I agree with the mobile browser (the only recent change they made, afaics, was to artificially disable most of the extensions and to make tab switching worse), however it is not just about ad networks that people are paranoid about. Tracking is pervasive and there are many players which know way too much about what users are doing on the net.

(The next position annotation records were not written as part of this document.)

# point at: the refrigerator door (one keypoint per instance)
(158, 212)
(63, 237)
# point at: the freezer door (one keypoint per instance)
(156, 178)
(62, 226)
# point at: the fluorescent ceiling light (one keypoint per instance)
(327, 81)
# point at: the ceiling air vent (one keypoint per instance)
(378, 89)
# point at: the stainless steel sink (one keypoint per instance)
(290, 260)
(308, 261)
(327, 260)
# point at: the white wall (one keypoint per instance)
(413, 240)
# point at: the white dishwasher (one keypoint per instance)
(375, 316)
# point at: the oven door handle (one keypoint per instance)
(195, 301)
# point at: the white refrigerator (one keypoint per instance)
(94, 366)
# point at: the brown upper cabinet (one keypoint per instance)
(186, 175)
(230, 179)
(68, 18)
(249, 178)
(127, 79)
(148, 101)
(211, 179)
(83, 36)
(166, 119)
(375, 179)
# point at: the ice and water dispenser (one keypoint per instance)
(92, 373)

I don't even care if they track me - what I care about is that they track mostly everybody. Such power should not be underestimated.

[jimmaswell]

Law enforcement is exempt from GDPR and other online privacy acts and we all know how much intelligence agencies know. The people who it matters if they track you are still tracking you. All that changed is it's harder to make money from ads and it's more expensive and dangerous to run your own web service.

[mnot]

Not true; a substantial part of the Schrems II decision was about how the GDPR applies not only to law enforcement, but also national security surveillance. See eg ‘European Essential Guarantees.’

[xorcist]

This sounds like cookies should have worked from the start.

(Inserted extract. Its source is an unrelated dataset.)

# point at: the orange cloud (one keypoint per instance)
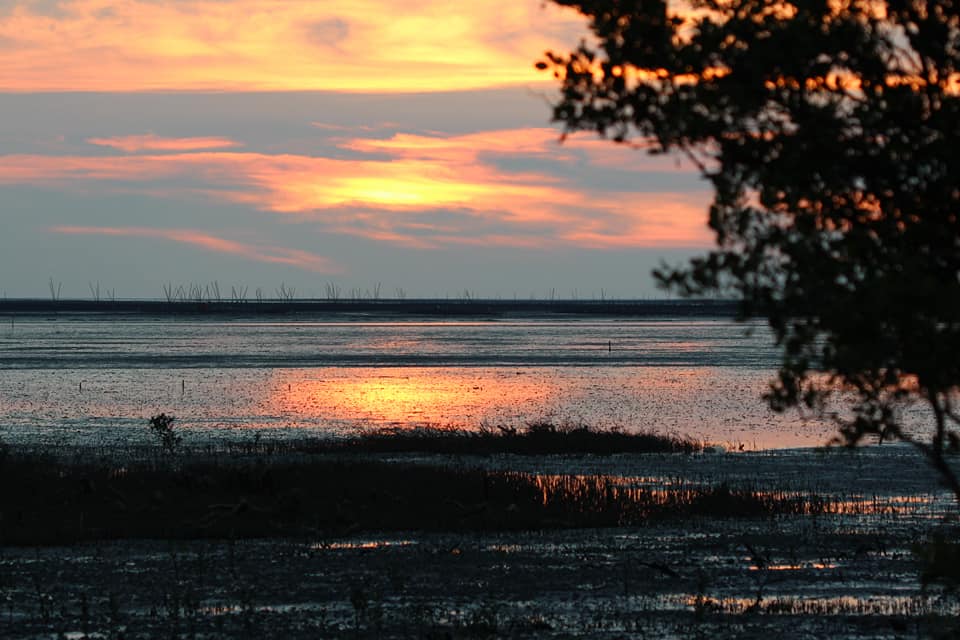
(263, 45)
(150, 142)
(274, 255)
(412, 190)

I suspect this is going to help against some CSRF as well?

[jefftk]

How would this help with CSRF? The new feature only applies when someone intentionally clears their cookies.

[Terretta]

Not how I read it. To me it says Facebook.com cookies set through site A are separate from those stored through site B. Even if you never clear, fb cookies would no longer be a single cookie to link these, but separate.

The jar is the key new thing, not the emptying.

[jefftk]

The approach to the cookie jar isn't new in Firefox 91; that's Total Cookie Protection, added in Firefox 86: https://blog.mozilla.org/security/2021/02/23/total-cookie-pr...

[Terretta]

Delete the word “new”, emphasis on “key”.

[jrochkind1]

Should also make it easier to defeat some paywalls by clearing cookies just for that site.